On avait juste des fluides intraveineux. Les hôpitaux n’avaient aucun antibiotique, donc on en a apporté et on a commencé à en prescrire.
Mais c’est une goutte dans l’océan. C’était absolument dévastateur pour moi – qui pouvais repartir. Je ne peux même pas imaginer la détresse morale des professionnel·les de la santé qui continuent de travailler pour leurs communautés.
Au Canada, les Asiatiques sont souvent perçu·es comme une minorité modèle qui ne milite pas politiquement. En tant que Sino-Canadien, pourquoi est-ce important d’être solidaire avec la communauté palestinienne?
Dr Yipeng Ge : Ces discours de minorité modèle mettent en opposition différents groupes qui vivent de l’oppression structurelle et renforcent ainsi le système de suprématie blanche.
Je sais qu’il y a de l’hésitation de la part des immigrant·es asiatiques de première ou de deuxième génération [à se prononcer sur la question palestinienne]. Je pense que nos parents et nos grands-parents ont des traumatismes qui les poussent à nous dire de ne pas causer trop d’ennuis dans la société, car c’est un privilège d’être ici, un privilège qui peut être retiré. Ça vient de leur amour pour nous.

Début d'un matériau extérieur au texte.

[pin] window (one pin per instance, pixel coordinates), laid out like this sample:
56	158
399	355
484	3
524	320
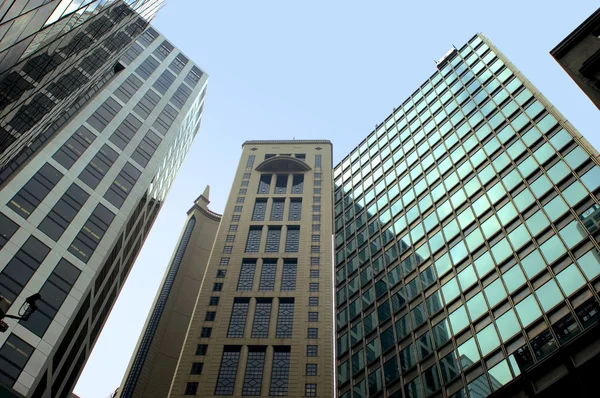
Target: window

Je pense à ce que mes parents ont sacrifié pour s’assimiler dans l’État colonial canadien. Ils n’ont pas fait tous ces sacrifices pour que je soutienne la suprématie blanche et l’idéologie raciste du sionisme qui continue de déshumaniser et de tuer les Palestinien·nes. [Ils n’ont pas non plus fait ça] pour que je ne puisse pas exercer tous mes droits et mes libertés. Je dois les honorer et les respecter en faisant tout mon possible quand il y a un génocide.

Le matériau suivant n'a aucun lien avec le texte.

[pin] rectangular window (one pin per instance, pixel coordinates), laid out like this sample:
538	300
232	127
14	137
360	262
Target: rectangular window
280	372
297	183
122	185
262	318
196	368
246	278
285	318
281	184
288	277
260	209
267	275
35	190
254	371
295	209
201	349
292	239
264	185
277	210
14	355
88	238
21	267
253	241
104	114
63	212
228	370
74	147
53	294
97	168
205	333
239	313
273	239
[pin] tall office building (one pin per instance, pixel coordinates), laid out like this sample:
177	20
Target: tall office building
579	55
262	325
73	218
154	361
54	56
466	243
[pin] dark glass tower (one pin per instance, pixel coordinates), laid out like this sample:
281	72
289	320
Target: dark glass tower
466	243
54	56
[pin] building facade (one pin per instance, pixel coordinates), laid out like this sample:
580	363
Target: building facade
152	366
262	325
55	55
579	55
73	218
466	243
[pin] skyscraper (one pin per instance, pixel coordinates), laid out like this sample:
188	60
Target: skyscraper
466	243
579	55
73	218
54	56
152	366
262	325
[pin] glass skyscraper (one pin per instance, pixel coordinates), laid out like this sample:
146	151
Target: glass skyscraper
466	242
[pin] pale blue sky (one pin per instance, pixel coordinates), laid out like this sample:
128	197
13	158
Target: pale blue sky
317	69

J’ai le privilège de la citoyenneté canadienne que j’ai obtenu en cinquième année [grâce à mes parents]. Quand j’ai ces droits et ces privilèges, je dois les utiliser.
Les gens à Gaza sont en train de subir le pire crime contre l’humanité et ils demandent la solidarité du monde entier.
Lorsque nous pouvons reconnaître l’histoire de solidarité dans les mouvements sociaux pour l’autodétermination, la libération et l’égalité, que ce soit pour le peuple palestinien ou tout autre peuple opprimé, c’est notre responsabilité d’agir.
J’ai beaucoup songé à la montée de racisme anti-asiatique durant la pandémie. Les communautés asiatiques ont demandé la solidarité des autres pour dénoncer le racisme systémique. C’est la même chose maintenant en Palestine. Les gens à Gaza sont en train de subir le pire crime contre l’humanité et ils demandent la solidarité du monde entier.
Nous, nous sommes dans un endroit où nos gouvernements et notre société soutiennent ces actions. Donc j’espère que plus de personnes reconnaîtront leur rôle dans ces structures oppressives, car c’est la seule voie vers la libération collective.
L’entrevue a été éditée par souci de concision et de lisibilité.